実琴はそう言ってやりたかったが、口から出てきたのは「みゃー」とか「にー」とか、そんなものだった。

(ううぅ…歯がゆい…。言葉が喋れないのってこんなに苦痛を感じるものなんだなぁ…)


自分の中では伝えたい言葉や気持ちがちゃんとあるのに、それを相手に伝えることが出来ないもどかしさ。


(…さっきのネコちゃんも、こんな風に私に何かを訴えようとしてくれていたのかな…?)

樹の上で小さく震えて鳴いていた子猫を思い出す。

(あの子は今、どうしてるんだろ?)

自分がこうして『子猫』になっているということは、向こうが『辻原実琴』になっているのかも知れない…と考えるのが自然だけれど。

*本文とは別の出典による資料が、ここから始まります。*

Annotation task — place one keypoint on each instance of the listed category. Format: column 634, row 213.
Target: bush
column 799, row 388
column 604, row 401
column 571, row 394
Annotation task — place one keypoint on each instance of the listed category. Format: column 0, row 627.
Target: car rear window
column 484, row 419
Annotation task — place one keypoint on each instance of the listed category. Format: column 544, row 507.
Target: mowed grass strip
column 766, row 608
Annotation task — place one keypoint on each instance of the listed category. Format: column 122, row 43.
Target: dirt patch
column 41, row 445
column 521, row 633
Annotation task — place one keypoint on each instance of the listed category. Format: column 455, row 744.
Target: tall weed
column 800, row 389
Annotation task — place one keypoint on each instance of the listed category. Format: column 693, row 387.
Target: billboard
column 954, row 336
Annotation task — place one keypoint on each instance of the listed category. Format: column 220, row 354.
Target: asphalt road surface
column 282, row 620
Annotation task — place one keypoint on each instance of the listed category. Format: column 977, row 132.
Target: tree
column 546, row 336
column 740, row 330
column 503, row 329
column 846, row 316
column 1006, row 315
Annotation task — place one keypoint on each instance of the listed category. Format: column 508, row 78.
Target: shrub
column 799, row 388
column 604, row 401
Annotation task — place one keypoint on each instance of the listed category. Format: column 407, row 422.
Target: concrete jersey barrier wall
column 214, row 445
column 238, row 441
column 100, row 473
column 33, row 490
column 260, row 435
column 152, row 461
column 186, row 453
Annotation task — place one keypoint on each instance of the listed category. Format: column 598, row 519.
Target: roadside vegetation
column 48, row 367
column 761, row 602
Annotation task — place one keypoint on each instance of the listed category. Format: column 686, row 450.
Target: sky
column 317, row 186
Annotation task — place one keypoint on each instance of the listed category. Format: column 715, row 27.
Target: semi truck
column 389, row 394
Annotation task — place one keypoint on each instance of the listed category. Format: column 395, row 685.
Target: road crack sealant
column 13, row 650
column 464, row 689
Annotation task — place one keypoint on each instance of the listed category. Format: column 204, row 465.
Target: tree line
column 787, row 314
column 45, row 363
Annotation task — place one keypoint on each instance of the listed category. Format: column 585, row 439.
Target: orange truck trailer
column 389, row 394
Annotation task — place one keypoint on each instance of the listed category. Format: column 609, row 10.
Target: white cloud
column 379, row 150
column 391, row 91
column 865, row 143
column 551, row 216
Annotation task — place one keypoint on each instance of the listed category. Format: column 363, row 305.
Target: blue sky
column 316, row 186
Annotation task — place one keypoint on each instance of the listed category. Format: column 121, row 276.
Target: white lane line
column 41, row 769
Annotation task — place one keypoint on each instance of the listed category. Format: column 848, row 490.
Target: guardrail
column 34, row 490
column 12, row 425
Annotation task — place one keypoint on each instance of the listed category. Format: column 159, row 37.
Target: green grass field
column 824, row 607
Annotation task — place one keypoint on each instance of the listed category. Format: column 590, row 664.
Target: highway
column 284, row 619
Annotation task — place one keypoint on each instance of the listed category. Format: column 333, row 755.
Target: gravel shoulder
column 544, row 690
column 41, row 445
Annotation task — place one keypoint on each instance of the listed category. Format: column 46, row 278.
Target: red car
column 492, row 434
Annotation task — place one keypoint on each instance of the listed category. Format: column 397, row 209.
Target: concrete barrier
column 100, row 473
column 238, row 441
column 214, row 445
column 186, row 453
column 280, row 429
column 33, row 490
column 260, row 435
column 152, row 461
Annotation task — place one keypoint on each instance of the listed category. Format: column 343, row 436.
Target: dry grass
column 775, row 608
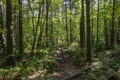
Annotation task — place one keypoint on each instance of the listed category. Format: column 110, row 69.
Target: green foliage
column 77, row 55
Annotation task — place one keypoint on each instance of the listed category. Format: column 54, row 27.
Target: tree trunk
column 113, row 30
column 97, row 30
column 71, row 31
column 118, row 34
column 10, row 60
column 46, row 31
column 82, row 32
column 2, row 37
column 20, row 28
column 88, row 31
column 67, row 40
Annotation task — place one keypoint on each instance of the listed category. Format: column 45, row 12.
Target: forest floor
column 65, row 69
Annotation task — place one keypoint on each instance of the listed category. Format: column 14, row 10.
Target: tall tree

(さっきはずっと気を失っていたけど…。目が覚めたらきっと、訳も分からずに不安だよね)

せめて目が覚める時に傍にいてあげられたら、と思う。

自分に何が出来るか分からないけど。

戻り方なんか、知らないけれど…。



思わず気持ちが沈みかけて俯いてしまった実琴を、朝霧が突然両手で抱え上げた。

『えっ…?何っ?』

そして自分の目線の高さまで持ち上げると、じっと様子を窺うように見つめてくる。

まるで、こちらの心を見透かすような、真っ直ぐな視線。